Big Data Profiles: interview with Martin Thompson
17 Feb 2013This is the first article in Big Data Profiles, a series profiling individuals and teams who have successfully delivered large-volume, data-driven systems.
Martin Thompson is a high-performance and low-latency specialist, and one of the creators of the Disruptor. While at LMAX and Betfair, Martin built and tested systems that are capable of handling hundreds of thousands of transactions per second with response times in the microseconds. The business domains of these systems (betting, trading) meant that complete continuation of service under extreme load was cruicial.
Every transaction counts
When dealing with financial systems, even a single lost transaction can create bad publicity, put the viability of the whole system in question, and cause customers to seek legal recourse through regulators.
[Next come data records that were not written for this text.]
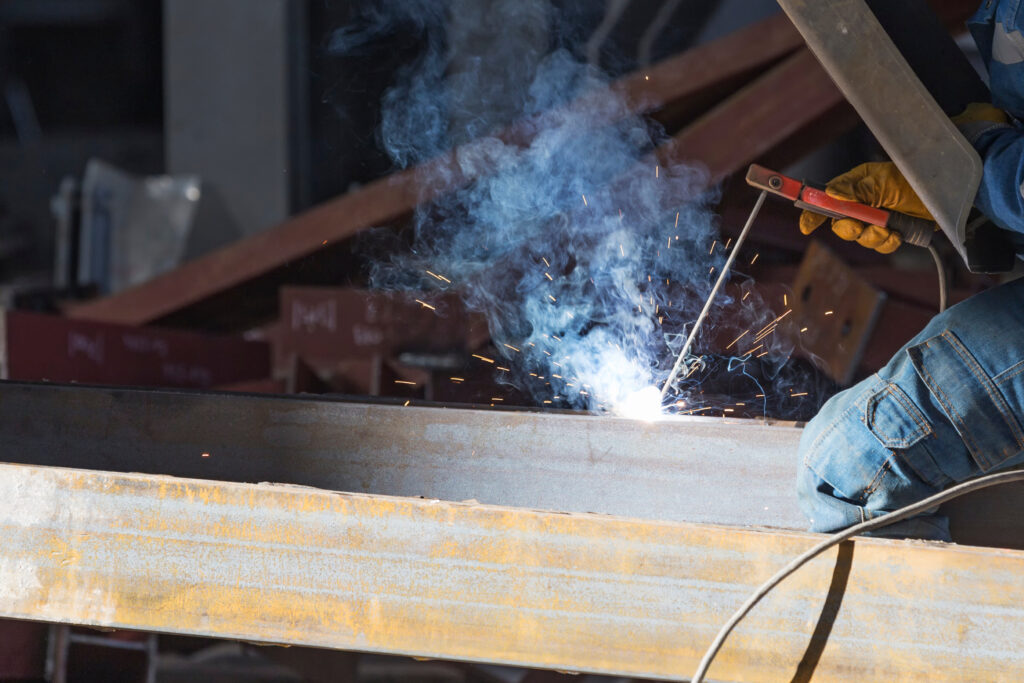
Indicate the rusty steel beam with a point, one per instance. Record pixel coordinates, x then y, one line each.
683 469
722 471
424 578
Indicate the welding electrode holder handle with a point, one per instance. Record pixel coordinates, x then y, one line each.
918 231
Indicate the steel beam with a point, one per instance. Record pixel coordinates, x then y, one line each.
687 469
737 472
285 564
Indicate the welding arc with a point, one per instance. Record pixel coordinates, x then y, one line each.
835 540
711 298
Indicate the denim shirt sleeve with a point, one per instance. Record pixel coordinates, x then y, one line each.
997 31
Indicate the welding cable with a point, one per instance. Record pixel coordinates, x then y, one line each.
943 287
878 522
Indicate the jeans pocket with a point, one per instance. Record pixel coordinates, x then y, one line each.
979 411
901 428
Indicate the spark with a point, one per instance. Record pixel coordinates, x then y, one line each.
735 340
696 410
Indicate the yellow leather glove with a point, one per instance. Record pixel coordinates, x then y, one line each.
879 184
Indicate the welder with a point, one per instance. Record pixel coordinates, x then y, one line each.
949 406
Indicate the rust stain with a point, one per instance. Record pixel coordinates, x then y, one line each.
463 581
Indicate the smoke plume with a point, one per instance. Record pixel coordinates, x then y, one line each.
588 258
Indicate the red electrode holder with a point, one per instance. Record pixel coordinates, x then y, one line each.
912 230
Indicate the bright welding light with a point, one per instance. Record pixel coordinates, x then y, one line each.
643 404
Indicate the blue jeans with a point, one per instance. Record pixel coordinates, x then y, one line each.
947 408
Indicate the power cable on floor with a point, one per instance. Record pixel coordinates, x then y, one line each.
878 522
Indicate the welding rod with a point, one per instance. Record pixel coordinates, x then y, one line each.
718 285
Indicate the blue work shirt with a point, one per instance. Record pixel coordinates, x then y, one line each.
948 406
996 28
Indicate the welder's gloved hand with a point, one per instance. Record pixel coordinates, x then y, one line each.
879 184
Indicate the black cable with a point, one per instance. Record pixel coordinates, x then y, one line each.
878 522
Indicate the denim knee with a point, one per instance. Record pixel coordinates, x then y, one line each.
945 409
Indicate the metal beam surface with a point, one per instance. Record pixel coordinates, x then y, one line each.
285 564
736 472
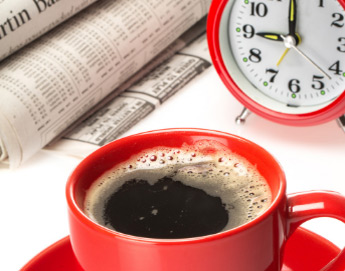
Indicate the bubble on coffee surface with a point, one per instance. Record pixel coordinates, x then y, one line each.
207 165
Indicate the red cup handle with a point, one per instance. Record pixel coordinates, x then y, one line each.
308 205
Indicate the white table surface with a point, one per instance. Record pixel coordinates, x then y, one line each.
32 197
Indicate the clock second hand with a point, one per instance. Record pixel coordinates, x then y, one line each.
289 42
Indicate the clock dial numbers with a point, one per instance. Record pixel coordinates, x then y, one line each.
341 48
339 20
318 83
257 36
336 68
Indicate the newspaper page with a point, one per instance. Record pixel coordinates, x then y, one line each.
139 100
23 21
53 81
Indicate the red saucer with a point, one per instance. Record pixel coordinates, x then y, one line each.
304 251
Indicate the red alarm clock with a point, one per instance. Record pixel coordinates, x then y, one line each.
282 59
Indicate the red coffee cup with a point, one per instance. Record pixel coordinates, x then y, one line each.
257 245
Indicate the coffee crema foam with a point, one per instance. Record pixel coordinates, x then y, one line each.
207 165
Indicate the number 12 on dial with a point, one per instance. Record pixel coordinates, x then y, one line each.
282 59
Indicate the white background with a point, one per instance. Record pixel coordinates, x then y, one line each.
32 197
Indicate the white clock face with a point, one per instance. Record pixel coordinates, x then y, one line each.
309 74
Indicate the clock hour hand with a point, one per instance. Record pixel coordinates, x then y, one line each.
290 42
270 36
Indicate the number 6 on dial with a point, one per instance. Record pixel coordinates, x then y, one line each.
282 59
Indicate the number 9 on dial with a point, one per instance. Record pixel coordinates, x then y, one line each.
282 59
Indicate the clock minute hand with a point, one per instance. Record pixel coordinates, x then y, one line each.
270 36
292 17
293 20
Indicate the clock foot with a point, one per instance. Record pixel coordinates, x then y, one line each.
341 122
241 119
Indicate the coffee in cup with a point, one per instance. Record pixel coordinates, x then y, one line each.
168 193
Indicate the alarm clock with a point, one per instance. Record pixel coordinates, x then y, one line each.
282 59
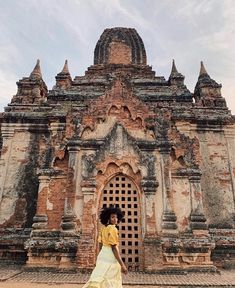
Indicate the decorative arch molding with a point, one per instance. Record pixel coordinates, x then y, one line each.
109 169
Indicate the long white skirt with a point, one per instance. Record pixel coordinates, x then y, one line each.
107 272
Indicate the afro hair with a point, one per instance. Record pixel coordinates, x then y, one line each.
107 211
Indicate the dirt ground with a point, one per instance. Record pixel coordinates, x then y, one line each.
35 285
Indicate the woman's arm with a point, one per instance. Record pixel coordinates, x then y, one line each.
119 259
100 246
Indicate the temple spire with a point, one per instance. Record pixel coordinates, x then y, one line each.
36 73
173 69
202 70
65 69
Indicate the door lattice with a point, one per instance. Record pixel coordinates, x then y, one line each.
121 192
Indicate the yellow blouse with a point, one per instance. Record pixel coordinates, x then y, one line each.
108 235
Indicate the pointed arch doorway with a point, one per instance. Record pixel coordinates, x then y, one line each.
122 192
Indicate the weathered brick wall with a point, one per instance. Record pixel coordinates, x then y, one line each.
18 177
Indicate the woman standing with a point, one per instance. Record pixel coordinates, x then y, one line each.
109 264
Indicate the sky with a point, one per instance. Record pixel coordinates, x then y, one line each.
55 30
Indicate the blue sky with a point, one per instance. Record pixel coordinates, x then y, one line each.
54 30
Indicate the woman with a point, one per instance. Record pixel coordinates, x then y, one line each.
109 264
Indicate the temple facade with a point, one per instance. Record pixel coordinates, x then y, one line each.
119 135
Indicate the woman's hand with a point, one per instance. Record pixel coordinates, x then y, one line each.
124 269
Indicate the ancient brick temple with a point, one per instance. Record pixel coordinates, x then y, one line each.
118 135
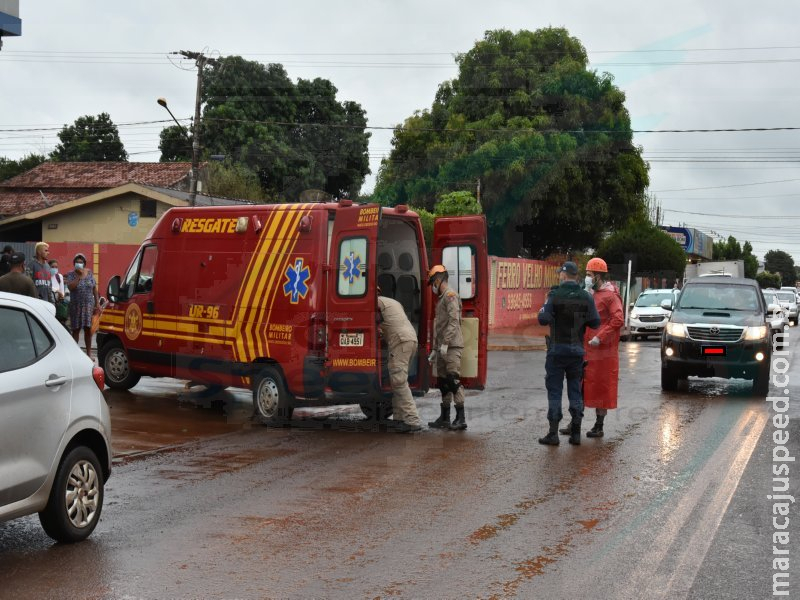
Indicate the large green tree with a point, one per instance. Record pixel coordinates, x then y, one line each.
90 138
731 249
294 136
778 261
549 140
11 168
650 249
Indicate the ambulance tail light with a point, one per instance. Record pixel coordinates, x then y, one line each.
317 334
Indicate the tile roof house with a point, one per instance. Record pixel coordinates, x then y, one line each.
53 183
112 202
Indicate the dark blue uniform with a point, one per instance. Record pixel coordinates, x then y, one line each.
569 310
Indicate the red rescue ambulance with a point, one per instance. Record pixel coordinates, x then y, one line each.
282 299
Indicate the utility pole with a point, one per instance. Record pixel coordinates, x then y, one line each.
200 60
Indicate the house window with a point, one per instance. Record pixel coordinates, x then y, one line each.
147 208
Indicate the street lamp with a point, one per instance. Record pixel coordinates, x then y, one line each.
195 151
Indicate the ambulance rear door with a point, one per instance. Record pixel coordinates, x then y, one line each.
352 300
459 243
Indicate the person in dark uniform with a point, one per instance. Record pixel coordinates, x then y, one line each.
16 281
569 310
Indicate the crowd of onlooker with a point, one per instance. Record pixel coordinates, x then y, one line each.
74 294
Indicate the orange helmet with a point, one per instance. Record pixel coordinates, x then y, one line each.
436 270
597 265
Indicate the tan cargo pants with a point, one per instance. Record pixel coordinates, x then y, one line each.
450 363
403 405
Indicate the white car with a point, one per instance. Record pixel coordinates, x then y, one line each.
647 316
777 317
788 301
55 448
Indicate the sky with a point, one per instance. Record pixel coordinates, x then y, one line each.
683 65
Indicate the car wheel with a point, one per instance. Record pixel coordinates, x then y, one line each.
114 361
669 380
271 400
76 499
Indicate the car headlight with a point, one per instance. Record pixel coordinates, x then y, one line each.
758 332
676 329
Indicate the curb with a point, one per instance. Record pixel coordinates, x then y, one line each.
516 347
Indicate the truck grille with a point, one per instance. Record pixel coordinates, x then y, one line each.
652 318
715 334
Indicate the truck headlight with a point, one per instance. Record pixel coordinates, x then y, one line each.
755 333
676 329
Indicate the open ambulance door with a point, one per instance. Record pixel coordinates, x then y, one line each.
352 303
459 243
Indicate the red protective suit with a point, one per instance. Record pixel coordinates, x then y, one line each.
602 371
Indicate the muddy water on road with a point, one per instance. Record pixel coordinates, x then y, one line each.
335 510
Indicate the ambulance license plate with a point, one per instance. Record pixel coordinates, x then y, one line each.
351 339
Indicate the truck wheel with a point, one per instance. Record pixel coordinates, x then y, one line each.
271 401
76 498
115 363
669 380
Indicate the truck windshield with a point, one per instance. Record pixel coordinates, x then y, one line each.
709 296
653 299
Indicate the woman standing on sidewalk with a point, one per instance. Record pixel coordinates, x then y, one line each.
84 300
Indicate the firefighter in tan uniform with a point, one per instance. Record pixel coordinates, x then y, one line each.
401 339
448 344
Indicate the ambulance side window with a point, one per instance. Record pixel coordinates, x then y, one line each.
460 264
139 279
352 280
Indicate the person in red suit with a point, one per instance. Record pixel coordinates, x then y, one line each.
601 374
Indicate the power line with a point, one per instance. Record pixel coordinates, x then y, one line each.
717 187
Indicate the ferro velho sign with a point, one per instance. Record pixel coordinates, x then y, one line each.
518 290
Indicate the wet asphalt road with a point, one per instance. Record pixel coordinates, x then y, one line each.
670 504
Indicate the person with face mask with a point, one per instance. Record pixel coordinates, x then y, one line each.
84 300
568 311
59 289
601 376
448 344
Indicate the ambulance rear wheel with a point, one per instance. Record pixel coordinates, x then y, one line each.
114 360
271 401
377 410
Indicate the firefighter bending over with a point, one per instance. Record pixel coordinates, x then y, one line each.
448 345
401 340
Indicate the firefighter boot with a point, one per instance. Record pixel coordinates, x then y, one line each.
551 439
443 422
575 432
597 430
459 423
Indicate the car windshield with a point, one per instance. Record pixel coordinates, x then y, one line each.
653 299
710 296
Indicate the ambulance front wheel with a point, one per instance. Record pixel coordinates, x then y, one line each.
114 361
271 401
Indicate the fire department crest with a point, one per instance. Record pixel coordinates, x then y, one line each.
296 286
133 321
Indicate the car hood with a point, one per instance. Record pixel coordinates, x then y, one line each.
649 310
718 317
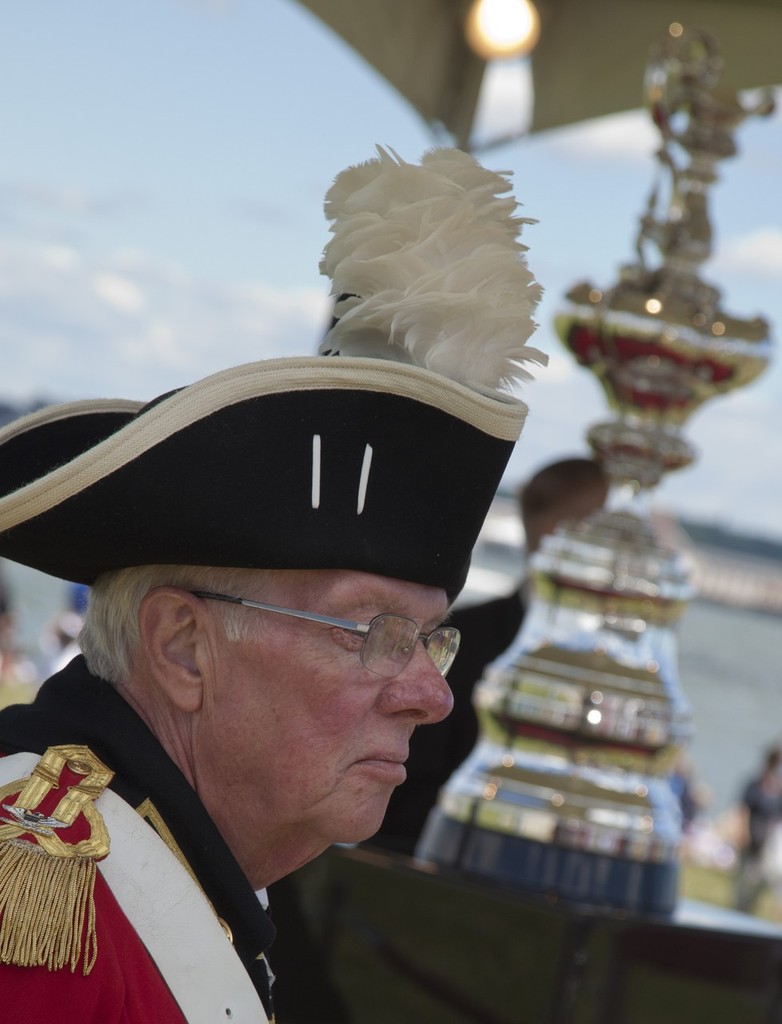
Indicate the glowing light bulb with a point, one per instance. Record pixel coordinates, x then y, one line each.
503 28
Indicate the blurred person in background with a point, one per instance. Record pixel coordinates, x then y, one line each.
759 815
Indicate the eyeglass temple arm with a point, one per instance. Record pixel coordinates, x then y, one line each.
345 624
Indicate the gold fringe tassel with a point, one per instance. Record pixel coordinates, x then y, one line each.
48 908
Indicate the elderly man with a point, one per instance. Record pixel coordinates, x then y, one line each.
272 554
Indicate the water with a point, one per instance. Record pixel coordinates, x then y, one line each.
729 668
728 660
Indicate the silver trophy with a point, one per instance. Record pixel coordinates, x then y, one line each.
567 791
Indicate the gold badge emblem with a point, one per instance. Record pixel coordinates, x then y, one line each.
51 837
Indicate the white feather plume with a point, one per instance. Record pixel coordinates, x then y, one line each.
427 268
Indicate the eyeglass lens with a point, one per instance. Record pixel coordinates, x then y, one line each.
390 643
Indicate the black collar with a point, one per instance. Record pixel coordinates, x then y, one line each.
75 707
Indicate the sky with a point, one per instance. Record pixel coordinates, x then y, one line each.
164 165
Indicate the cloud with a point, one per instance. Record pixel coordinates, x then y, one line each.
129 326
756 253
64 200
621 138
505 104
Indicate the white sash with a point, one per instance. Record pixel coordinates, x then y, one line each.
169 912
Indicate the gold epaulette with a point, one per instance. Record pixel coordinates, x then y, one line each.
51 837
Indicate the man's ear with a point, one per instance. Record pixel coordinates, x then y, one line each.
175 633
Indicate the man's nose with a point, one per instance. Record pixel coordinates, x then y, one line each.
420 691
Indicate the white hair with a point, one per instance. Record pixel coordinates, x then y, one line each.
111 638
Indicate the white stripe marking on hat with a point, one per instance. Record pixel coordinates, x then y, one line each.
364 478
315 471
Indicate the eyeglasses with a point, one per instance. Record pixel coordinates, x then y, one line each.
389 641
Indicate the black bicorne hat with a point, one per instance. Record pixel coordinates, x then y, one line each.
290 464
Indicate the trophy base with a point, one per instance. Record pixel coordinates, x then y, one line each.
578 876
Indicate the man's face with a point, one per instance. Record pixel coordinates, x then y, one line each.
301 745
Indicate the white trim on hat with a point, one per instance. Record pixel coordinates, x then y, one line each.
501 418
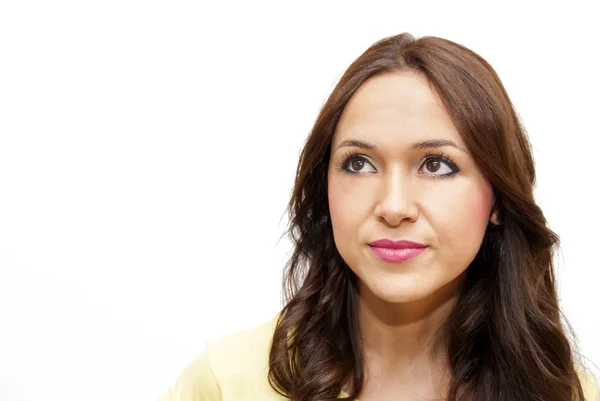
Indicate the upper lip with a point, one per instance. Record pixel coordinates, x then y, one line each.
402 244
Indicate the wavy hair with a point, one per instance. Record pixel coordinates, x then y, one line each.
504 337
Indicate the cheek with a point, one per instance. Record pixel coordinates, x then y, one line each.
347 207
464 216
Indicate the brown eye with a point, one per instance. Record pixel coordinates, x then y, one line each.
439 167
357 164
432 165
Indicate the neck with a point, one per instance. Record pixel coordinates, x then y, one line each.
404 339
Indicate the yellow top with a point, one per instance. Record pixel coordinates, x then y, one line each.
234 368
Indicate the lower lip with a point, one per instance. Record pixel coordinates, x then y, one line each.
396 255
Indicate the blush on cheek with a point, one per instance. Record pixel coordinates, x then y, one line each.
482 206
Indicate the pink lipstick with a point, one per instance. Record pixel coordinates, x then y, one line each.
396 251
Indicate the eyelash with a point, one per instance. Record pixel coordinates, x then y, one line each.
432 155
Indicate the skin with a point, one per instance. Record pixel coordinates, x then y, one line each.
396 195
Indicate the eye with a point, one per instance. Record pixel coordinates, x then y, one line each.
355 164
439 166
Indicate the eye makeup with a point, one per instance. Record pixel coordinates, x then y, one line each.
438 156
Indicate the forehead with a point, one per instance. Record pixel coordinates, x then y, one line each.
396 108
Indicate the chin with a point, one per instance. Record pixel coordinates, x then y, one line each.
398 290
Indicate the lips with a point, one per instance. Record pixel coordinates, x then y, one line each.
396 251
402 244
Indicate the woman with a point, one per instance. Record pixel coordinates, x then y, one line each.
422 266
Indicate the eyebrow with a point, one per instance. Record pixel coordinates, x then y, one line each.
428 144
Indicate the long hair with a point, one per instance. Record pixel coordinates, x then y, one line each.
504 337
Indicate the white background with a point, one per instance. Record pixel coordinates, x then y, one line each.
147 151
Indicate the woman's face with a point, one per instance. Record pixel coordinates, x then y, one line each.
381 185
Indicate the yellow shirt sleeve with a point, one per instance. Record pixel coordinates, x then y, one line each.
589 384
197 382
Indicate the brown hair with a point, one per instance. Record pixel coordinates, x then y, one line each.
504 336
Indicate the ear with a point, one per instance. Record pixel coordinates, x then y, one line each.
494 214
494 218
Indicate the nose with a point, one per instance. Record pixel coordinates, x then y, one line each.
396 201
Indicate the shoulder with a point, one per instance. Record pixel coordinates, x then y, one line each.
589 383
232 367
244 351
Repeating failed transactions at a later point may not be possible as the business opportunity has already been missed. The ability to explain and prove system behaviour (for instance, why a series of transactions was carried out in a particular order) and performant reporting on historical data (stretching into the distant past) are concerns that have to be baked into from the very start. Verifying that specific invariants are maintained is the central part of the functional testing.
Pipelines
One of Martin’s teams had great success using build pipelines (as described in Dave Farley and Jez Humble’s Continuous Delivery book) - a series of stages (build and unit tests, integration tests and acceptance tests, tests of cross-functional requirements, exploratory tests) through which the software travels and is exercised under increasingly production-like configurations and environments. The pipeline was geared towards providing feedback to the team as quickly as possible; for instance, certain acceptance tests were moved into earlier test stages and acted as canaries to catch critical regressions (that were only exhibited during complex interaction between components) as soon as they were introduced.
Dogfooding
The team also institutionalised ‘dogfooding’ by holding an internal competition after every iteration using the latest production version. The friendly contest between users pushed the system in novel and unexpected ways and uncovered problems (such as bottlenecks and exploits) that were not caught even during the exploratory testing stages.
Martin has a word of warning: teams that undertake building high-throughput/low-latency systems need to have the appropriate architectural skills/experience (in order to, for instance, pick an appropriate database technology or avoid obvious performance bottlenecks), as well as the ability to write code that doesn’t go “against the grain” of the underlying hardware. Applying the YAGNI principle to such decisions may box the team in and could lead to expensive rework or embarassing failure.